The integration of environmental, social and governance (ESG) factors into the investment process is being recognized as a way to enhance value by mainstream investors. However, most trusts and foundations are falling behind when it comes to responsible investment, according to a recent report from the EIRIS Foundation Charity Project.
The recent financial crisis highlighted the significance of accountability, transparency, responsible ownership and long-term investing, the report notes. “Increasingly, it is recognized that these values should be at the heart of the investment strategy of trusts and foundations.”

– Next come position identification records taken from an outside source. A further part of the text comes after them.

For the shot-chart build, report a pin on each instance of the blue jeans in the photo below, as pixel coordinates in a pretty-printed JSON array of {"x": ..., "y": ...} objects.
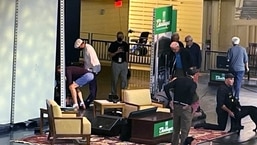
[{"x": 238, "y": 77}]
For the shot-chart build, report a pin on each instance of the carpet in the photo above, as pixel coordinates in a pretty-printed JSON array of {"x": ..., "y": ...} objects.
[{"x": 200, "y": 135}]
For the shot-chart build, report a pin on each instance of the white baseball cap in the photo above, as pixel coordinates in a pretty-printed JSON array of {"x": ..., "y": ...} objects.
[
  {"x": 77, "y": 43},
  {"x": 235, "y": 40}
]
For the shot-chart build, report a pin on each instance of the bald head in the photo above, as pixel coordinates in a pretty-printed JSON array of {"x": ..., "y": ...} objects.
[
  {"x": 174, "y": 46},
  {"x": 175, "y": 37}
]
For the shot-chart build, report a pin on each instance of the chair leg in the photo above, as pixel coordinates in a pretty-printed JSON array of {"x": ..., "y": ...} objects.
[
  {"x": 53, "y": 141},
  {"x": 88, "y": 140}
]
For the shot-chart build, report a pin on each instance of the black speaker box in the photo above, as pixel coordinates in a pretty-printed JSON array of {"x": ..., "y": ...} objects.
[{"x": 106, "y": 125}]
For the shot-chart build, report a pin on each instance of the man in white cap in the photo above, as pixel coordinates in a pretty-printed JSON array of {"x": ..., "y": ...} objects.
[
  {"x": 91, "y": 64},
  {"x": 238, "y": 63}
]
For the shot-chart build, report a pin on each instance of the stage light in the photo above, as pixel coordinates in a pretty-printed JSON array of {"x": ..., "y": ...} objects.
[{"x": 118, "y": 3}]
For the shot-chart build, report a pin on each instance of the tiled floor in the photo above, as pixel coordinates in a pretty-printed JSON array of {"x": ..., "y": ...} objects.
[{"x": 140, "y": 79}]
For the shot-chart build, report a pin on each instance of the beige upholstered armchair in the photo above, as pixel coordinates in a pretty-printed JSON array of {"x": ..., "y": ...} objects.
[
  {"x": 139, "y": 99},
  {"x": 66, "y": 125}
]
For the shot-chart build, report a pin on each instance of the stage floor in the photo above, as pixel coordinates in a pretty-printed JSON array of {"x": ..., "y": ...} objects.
[{"x": 140, "y": 79}]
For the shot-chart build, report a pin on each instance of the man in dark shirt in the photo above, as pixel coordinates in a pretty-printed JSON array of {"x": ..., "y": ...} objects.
[
  {"x": 227, "y": 104},
  {"x": 195, "y": 51},
  {"x": 118, "y": 52},
  {"x": 184, "y": 89}
]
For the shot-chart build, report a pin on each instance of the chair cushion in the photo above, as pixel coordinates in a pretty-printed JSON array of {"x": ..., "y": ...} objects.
[
  {"x": 72, "y": 126},
  {"x": 56, "y": 109},
  {"x": 137, "y": 96}
]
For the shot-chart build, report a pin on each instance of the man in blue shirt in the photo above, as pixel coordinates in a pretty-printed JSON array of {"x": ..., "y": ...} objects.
[{"x": 238, "y": 63}]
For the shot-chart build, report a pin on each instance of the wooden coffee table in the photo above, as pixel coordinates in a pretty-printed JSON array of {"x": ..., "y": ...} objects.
[{"x": 100, "y": 105}]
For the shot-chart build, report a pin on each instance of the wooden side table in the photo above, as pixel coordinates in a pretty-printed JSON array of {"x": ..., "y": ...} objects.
[{"x": 100, "y": 105}]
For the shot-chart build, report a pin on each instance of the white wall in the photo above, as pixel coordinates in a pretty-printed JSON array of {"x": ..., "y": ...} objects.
[{"x": 36, "y": 49}]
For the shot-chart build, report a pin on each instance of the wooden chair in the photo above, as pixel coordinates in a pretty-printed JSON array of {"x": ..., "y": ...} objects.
[{"x": 63, "y": 124}]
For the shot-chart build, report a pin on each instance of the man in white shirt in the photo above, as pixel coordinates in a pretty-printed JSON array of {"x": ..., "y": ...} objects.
[{"x": 92, "y": 64}]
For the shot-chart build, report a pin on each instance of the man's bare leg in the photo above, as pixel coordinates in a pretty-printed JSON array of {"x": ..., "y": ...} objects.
[
  {"x": 73, "y": 91},
  {"x": 79, "y": 93}
]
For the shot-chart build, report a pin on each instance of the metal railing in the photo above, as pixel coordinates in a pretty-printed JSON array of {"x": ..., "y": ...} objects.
[{"x": 138, "y": 53}]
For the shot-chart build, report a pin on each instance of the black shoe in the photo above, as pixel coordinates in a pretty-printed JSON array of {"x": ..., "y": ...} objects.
[{"x": 236, "y": 129}]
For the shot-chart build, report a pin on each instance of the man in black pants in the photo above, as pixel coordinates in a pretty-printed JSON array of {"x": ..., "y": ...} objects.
[
  {"x": 227, "y": 104},
  {"x": 184, "y": 91}
]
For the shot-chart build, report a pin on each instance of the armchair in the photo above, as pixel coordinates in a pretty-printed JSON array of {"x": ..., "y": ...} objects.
[
  {"x": 139, "y": 99},
  {"x": 66, "y": 125}
]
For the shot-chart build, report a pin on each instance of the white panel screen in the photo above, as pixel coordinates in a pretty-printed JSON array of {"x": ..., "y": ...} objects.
[
  {"x": 36, "y": 49},
  {"x": 7, "y": 13}
]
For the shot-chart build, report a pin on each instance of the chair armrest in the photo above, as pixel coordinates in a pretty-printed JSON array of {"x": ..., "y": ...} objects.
[
  {"x": 133, "y": 105},
  {"x": 157, "y": 104}
]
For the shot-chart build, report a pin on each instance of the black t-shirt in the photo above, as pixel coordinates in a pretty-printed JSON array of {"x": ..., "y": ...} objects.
[{"x": 122, "y": 55}]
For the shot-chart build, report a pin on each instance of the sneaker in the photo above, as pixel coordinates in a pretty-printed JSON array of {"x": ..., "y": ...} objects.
[
  {"x": 75, "y": 106},
  {"x": 82, "y": 104}
]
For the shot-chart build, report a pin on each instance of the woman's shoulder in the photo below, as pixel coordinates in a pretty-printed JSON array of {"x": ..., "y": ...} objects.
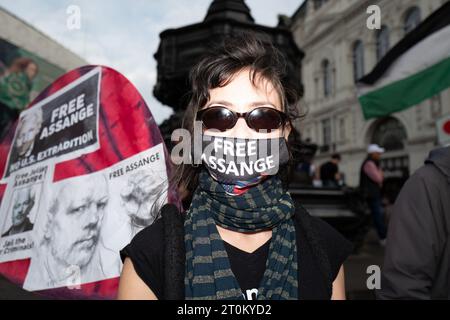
[
  {"x": 146, "y": 252},
  {"x": 335, "y": 245},
  {"x": 148, "y": 241}
]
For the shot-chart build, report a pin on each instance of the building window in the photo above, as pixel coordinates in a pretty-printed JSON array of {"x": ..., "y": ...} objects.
[
  {"x": 382, "y": 42},
  {"x": 342, "y": 132},
  {"x": 412, "y": 19},
  {"x": 326, "y": 135},
  {"x": 326, "y": 74},
  {"x": 358, "y": 60},
  {"x": 319, "y": 3}
]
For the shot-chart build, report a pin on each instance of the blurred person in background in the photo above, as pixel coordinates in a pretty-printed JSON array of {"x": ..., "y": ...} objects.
[
  {"x": 370, "y": 184},
  {"x": 417, "y": 260},
  {"x": 329, "y": 172}
]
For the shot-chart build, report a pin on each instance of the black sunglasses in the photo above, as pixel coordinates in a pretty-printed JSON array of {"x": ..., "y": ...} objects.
[{"x": 222, "y": 118}]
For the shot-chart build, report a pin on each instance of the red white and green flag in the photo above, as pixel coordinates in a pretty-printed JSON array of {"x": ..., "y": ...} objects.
[{"x": 416, "y": 69}]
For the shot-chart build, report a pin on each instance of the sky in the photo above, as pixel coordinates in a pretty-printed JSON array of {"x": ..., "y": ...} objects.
[{"x": 124, "y": 34}]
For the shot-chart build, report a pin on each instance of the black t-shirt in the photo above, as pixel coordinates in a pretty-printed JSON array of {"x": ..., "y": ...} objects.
[
  {"x": 328, "y": 171},
  {"x": 147, "y": 254},
  {"x": 248, "y": 268}
]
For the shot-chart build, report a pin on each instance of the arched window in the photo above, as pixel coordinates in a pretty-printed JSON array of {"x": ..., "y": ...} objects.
[
  {"x": 326, "y": 73},
  {"x": 390, "y": 133},
  {"x": 382, "y": 42},
  {"x": 358, "y": 60},
  {"x": 412, "y": 19}
]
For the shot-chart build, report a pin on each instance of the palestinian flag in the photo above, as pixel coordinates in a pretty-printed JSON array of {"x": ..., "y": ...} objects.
[{"x": 416, "y": 69}]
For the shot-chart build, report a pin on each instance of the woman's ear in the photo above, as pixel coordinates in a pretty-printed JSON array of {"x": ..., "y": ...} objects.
[{"x": 287, "y": 130}]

This “extra-financial” approach is not new, the report adds, noting that a number of charities have included ESG in their investment process for decades. “Whether or not you agree with the mission case for incorporating ESG factors, there is growing evidence that this is an astute financial decision and can be used to safeguard and enhance financial returns.”
For example, poor corporate governance has been shown to have serious consequences for individual companies and the wider economy,” says the report’s author, Sam Collin. Similarly, there is a growing consensus that climate change will be financially significant to all companies.

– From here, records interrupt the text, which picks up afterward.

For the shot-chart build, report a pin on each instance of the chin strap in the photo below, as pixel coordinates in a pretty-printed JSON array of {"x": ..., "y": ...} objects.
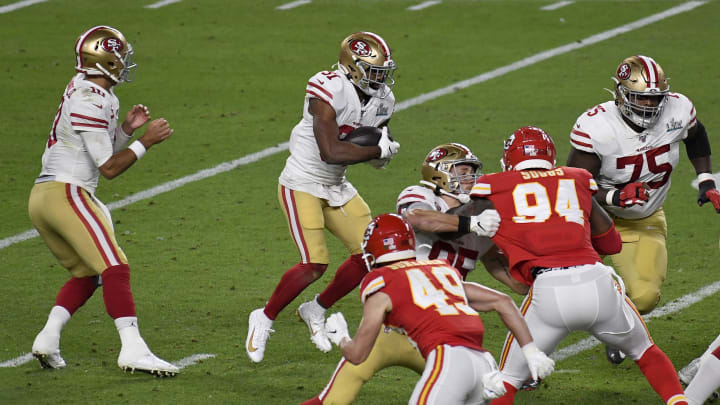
[{"x": 463, "y": 198}]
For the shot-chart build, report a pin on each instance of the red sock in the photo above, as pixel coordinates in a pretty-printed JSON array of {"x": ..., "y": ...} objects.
[
  {"x": 348, "y": 276},
  {"x": 508, "y": 398},
  {"x": 75, "y": 293},
  {"x": 116, "y": 291},
  {"x": 292, "y": 283},
  {"x": 660, "y": 373}
]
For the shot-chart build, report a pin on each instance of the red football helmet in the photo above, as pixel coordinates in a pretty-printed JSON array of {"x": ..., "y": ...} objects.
[
  {"x": 388, "y": 238},
  {"x": 528, "y": 148}
]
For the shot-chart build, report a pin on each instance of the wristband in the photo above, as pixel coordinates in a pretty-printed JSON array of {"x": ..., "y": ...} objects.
[
  {"x": 609, "y": 197},
  {"x": 138, "y": 148},
  {"x": 705, "y": 177},
  {"x": 463, "y": 224}
]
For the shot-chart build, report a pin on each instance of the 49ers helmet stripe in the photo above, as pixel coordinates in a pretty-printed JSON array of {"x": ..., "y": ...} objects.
[
  {"x": 650, "y": 71},
  {"x": 383, "y": 44}
]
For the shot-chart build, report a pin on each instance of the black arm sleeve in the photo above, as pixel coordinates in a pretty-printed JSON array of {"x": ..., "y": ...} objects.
[{"x": 699, "y": 144}]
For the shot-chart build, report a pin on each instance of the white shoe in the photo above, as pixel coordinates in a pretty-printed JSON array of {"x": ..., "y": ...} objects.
[
  {"x": 46, "y": 348},
  {"x": 259, "y": 329},
  {"x": 314, "y": 317},
  {"x": 688, "y": 372},
  {"x": 140, "y": 358}
]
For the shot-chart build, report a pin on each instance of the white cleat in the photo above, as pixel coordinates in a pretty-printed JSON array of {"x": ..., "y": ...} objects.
[
  {"x": 314, "y": 317},
  {"x": 259, "y": 329},
  {"x": 46, "y": 348},
  {"x": 140, "y": 358},
  {"x": 688, "y": 372}
]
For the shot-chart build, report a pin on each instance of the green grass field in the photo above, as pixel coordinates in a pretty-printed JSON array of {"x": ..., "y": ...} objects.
[{"x": 230, "y": 77}]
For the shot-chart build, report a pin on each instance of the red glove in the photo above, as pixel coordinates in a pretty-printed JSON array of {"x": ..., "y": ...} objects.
[
  {"x": 708, "y": 193},
  {"x": 631, "y": 194}
]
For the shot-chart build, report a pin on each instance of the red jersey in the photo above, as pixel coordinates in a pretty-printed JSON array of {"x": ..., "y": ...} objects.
[
  {"x": 429, "y": 303},
  {"x": 545, "y": 217}
]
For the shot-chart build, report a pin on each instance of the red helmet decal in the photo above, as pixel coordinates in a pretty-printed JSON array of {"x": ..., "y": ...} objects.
[
  {"x": 436, "y": 154},
  {"x": 360, "y": 47},
  {"x": 623, "y": 71},
  {"x": 112, "y": 45}
]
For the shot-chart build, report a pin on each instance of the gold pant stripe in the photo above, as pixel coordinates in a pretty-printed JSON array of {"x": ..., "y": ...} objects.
[
  {"x": 78, "y": 202},
  {"x": 288, "y": 202}
]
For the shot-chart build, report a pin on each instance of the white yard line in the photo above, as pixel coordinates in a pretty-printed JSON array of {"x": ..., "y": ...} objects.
[
  {"x": 194, "y": 359},
  {"x": 293, "y": 4},
  {"x": 17, "y": 361},
  {"x": 162, "y": 3},
  {"x": 539, "y": 57},
  {"x": 19, "y": 4},
  {"x": 423, "y": 5},
  {"x": 182, "y": 363},
  {"x": 557, "y": 5},
  {"x": 669, "y": 308},
  {"x": 561, "y": 354}
]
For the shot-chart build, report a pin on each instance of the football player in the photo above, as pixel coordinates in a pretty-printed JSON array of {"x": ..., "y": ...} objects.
[
  {"x": 313, "y": 190},
  {"x": 631, "y": 145},
  {"x": 86, "y": 141},
  {"x": 449, "y": 171},
  {"x": 548, "y": 215},
  {"x": 429, "y": 300}
]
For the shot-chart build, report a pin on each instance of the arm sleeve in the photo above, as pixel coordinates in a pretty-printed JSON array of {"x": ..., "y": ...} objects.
[{"x": 98, "y": 145}]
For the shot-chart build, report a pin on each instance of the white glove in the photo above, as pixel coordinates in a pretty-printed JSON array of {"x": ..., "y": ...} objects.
[
  {"x": 485, "y": 224},
  {"x": 493, "y": 385},
  {"x": 388, "y": 147},
  {"x": 540, "y": 365},
  {"x": 336, "y": 328},
  {"x": 378, "y": 163}
]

Given the financial relevance of ESG factors, the report says, there is a danger that by not taking such issues into account, trusts and foundations could be seen as acting imprudently and failing to secure their long-term financial sustainability.
The report suggests that as a first step, trusts and foundations determine their beliefs and position in relation to responsible investment. “A simple next step is to look into the expertise and skills of your current investment manager(s) and determine if they could potentially meet your needs.”

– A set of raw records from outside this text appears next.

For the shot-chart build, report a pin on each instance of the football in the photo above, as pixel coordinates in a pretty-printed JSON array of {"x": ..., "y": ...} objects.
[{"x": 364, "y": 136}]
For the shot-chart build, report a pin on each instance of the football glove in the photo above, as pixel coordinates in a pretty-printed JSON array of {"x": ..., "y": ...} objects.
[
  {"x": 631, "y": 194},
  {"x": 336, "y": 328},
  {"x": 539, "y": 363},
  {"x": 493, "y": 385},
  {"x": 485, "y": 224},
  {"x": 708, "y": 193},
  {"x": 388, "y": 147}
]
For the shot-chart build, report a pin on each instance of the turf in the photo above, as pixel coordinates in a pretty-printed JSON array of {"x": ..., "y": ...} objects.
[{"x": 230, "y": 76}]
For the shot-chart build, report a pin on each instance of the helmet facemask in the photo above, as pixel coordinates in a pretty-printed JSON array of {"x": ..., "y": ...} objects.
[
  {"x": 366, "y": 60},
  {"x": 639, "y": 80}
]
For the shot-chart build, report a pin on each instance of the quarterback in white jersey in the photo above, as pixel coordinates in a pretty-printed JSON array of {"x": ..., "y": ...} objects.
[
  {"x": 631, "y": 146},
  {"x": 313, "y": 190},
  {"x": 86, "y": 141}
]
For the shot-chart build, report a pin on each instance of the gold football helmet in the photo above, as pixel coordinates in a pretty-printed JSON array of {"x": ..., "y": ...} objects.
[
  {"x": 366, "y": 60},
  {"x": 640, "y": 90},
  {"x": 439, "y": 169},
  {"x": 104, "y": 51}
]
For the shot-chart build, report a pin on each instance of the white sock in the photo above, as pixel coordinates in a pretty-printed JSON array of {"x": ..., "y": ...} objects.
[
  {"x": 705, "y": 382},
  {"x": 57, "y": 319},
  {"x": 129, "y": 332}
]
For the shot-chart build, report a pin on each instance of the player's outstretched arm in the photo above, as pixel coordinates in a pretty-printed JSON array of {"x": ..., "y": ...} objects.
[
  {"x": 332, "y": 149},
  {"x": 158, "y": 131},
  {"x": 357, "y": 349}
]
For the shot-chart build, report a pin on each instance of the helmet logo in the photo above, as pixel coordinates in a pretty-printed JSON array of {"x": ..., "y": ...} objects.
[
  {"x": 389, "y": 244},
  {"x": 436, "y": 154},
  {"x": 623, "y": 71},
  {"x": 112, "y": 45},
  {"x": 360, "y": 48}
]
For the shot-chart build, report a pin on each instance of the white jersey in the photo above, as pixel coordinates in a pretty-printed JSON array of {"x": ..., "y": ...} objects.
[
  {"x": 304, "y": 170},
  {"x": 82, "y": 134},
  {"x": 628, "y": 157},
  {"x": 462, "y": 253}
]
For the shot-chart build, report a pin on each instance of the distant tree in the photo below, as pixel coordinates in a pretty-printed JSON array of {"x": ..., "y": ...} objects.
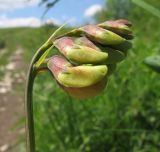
[{"x": 114, "y": 9}]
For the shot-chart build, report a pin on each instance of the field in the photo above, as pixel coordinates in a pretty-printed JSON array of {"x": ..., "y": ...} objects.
[{"x": 124, "y": 118}]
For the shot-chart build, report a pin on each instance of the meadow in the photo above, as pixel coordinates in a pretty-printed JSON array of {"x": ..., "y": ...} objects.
[{"x": 123, "y": 118}]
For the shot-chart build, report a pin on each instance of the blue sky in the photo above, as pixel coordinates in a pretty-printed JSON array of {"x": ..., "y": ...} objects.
[{"x": 79, "y": 11}]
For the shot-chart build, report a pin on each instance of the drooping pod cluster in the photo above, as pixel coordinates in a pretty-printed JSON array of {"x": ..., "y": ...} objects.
[{"x": 89, "y": 55}]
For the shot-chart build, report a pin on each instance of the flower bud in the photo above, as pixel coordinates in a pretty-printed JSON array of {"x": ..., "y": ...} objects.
[
  {"x": 153, "y": 62},
  {"x": 118, "y": 26},
  {"x": 114, "y": 56},
  {"x": 124, "y": 21},
  {"x": 124, "y": 47},
  {"x": 73, "y": 50},
  {"x": 76, "y": 76},
  {"x": 101, "y": 35}
]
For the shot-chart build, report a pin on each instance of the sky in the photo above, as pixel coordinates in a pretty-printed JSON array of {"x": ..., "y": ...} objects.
[{"x": 16, "y": 13}]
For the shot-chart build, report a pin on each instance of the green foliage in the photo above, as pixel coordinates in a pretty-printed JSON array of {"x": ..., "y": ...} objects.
[{"x": 124, "y": 118}]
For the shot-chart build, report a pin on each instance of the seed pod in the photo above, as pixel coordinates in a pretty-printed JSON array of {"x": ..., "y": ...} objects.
[
  {"x": 78, "y": 76},
  {"x": 114, "y": 56},
  {"x": 124, "y": 21},
  {"x": 101, "y": 35},
  {"x": 86, "y": 92},
  {"x": 153, "y": 62},
  {"x": 111, "y": 69},
  {"x": 81, "y": 54},
  {"x": 124, "y": 47}
]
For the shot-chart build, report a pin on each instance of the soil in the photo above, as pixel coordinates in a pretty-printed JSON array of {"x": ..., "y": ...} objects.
[{"x": 12, "y": 102}]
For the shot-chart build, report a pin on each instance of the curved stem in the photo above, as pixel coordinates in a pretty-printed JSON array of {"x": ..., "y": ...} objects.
[
  {"x": 28, "y": 98},
  {"x": 33, "y": 71}
]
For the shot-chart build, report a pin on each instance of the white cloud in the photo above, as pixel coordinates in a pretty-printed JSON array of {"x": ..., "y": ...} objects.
[
  {"x": 7, "y": 5},
  {"x": 23, "y": 22},
  {"x": 92, "y": 10}
]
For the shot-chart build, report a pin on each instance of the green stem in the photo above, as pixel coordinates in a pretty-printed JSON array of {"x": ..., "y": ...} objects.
[
  {"x": 33, "y": 70},
  {"x": 28, "y": 98}
]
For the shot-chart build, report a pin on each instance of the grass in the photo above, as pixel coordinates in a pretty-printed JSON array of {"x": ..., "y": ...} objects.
[{"x": 125, "y": 117}]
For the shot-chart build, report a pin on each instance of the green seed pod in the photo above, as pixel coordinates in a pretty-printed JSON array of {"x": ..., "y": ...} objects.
[
  {"x": 124, "y": 47},
  {"x": 153, "y": 62},
  {"x": 81, "y": 54},
  {"x": 87, "y": 92},
  {"x": 111, "y": 69},
  {"x": 114, "y": 56},
  {"x": 78, "y": 76},
  {"x": 101, "y": 35}
]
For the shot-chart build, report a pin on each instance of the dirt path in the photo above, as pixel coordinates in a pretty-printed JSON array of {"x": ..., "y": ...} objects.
[{"x": 11, "y": 102}]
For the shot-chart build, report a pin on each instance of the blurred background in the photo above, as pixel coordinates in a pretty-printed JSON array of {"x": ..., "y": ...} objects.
[{"x": 124, "y": 118}]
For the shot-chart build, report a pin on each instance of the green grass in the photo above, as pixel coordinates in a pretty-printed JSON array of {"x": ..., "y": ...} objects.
[{"x": 124, "y": 118}]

“Trustees do not have to become experts in an array of ESG concerns. Rather, they should ensure that asset managers have such expertise.”
If trustees decide to follow the responsible investment route, they should ensure that ESG integration forms part of their contractual agreements with asset managers, the report suggests.
“Trustees need to integrate sustainability issues fully into their governance roles,” says Penny Shepherd, chief executive of UKSIF. “This is about investment beliefs and improved contractual relationships, not about usurping the role of investment consultants or fund managers. Quality of responsible investment must become a significant factor in the awarding and retaining of mandates.”
Trusts or foundations can also join collaborative initiatives, such as the Carbon Disclosure Project, vote their shares on ESG-related issues and invest in SRI funds.